- Dry Mouth (xerostomia): Inhibition of saliva can be caused by a number of things; smoking, medication; mouth breathing; chemo, radiation therapy and dehydration to name a few. Saliva acts as a lubricant, a digestive aid and also has a role in oral hygiene. Saliva maintains the pH in the mouth. With a reduction in the salivary flow, it function is affected. The mouth loses its ability to clear food particles, resulting in a build-up of bacteria which can result in halitosis (bad breath).
Solution: Sugar free chewing gum helps to stimulate saliva, salivary substitutes, Drink water regularly, sugar free pastilles, ice chips.
- Morning breath: While we are sleeping, the body is busy detoxifying, repairing, and regenerating tissues. Saliva production dramatically slows during sleep there can be a build-up of bacteria after sleeping. This is relatively normal and is quite common.
Solution: Drink plenty of water to hydrate and help eliminate toxins
- Specific Foods: Onions and garlic are the foods we most commonly associate with bad breath. However, foods high in sulfer are also contributing to this; for example cauliflower and brussel sprouts. These foods may not taste strong however they do contain sulfuric producing compounds when they are digested.
Solution: Try to minimize the intake of these particular foods if you find it is causing bad breath
- Sinus infection or cold: There is a build-up of bacteria and mucous in the nasal cavity which travel between the nasal cavity and the throat. This can cause a build up of bacteria which can result in halitosis.
Solution: Take local remedies.
- Cavities: When there is a defect in the tooth structure food particles can get trapped and cause decay. This also acts as a food trap and can harbour bacteria and produce odour.
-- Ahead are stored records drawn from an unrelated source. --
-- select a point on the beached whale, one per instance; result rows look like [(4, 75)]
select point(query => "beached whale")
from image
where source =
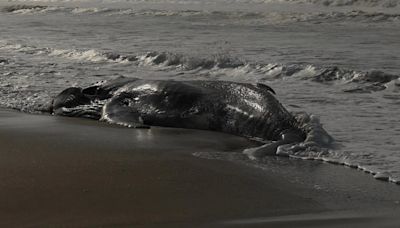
[(249, 110)]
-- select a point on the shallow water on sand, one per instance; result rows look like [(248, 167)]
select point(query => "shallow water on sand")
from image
[(337, 61)]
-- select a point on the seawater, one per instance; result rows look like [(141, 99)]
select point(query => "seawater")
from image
[(336, 59)]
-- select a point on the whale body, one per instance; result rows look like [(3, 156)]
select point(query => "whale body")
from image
[(249, 110)]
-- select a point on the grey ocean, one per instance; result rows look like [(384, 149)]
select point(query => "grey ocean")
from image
[(336, 59)]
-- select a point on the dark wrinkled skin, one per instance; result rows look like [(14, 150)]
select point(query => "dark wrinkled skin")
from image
[(249, 110)]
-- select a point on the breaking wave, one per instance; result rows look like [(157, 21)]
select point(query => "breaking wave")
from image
[(230, 17), (222, 63), (367, 3)]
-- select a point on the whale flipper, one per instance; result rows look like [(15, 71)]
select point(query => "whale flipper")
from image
[(269, 149), (118, 111)]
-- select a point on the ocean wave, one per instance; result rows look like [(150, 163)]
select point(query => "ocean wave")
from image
[(366, 3), (220, 64), (224, 17)]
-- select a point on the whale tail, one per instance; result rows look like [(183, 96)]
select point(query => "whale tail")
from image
[(293, 141)]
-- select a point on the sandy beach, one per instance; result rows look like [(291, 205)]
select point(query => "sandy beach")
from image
[(67, 172)]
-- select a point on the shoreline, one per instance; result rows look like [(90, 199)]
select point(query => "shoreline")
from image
[(58, 171)]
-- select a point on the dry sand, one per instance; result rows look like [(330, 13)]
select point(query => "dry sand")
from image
[(66, 172)]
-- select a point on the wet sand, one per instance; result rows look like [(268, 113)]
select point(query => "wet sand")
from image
[(67, 172)]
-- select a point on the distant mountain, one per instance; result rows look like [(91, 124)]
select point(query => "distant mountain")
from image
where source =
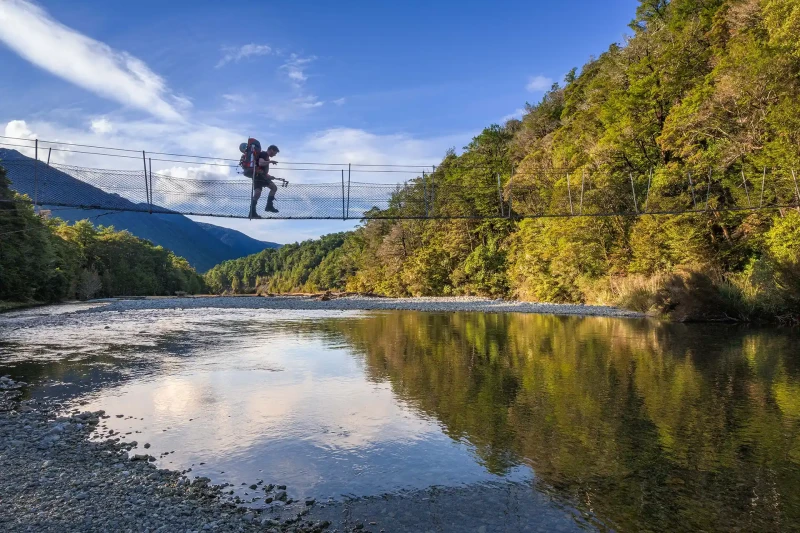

Solution: Regular check ups to prevent large cavities and eliminate bacteria.
- Compromised Immunity: Bad breath is often caused from a build up of bacteria. When our immune systems are compromised the bacteria that is contributing to halitosis is not as well controlled.
Solution: Take vitimins and eat well to keep bacterial/viral infections at bay.
- Throat Infection/Strep Throat: Bacteria in the throat travel to the oral cavity and can reside on the tongue. This can cause a foul odour.
Solution: Cleaning/Brushing the tongue can help with this, and ensure the throat infection is being treated.
- Heartburn or Acid reflux: gastroesophageal reflux disease is a condition where acid from the stomach leaks back up the oesophagus and can trigger bad breath.
Solution: Get the condition under control; you may need to see a doctor to cure this.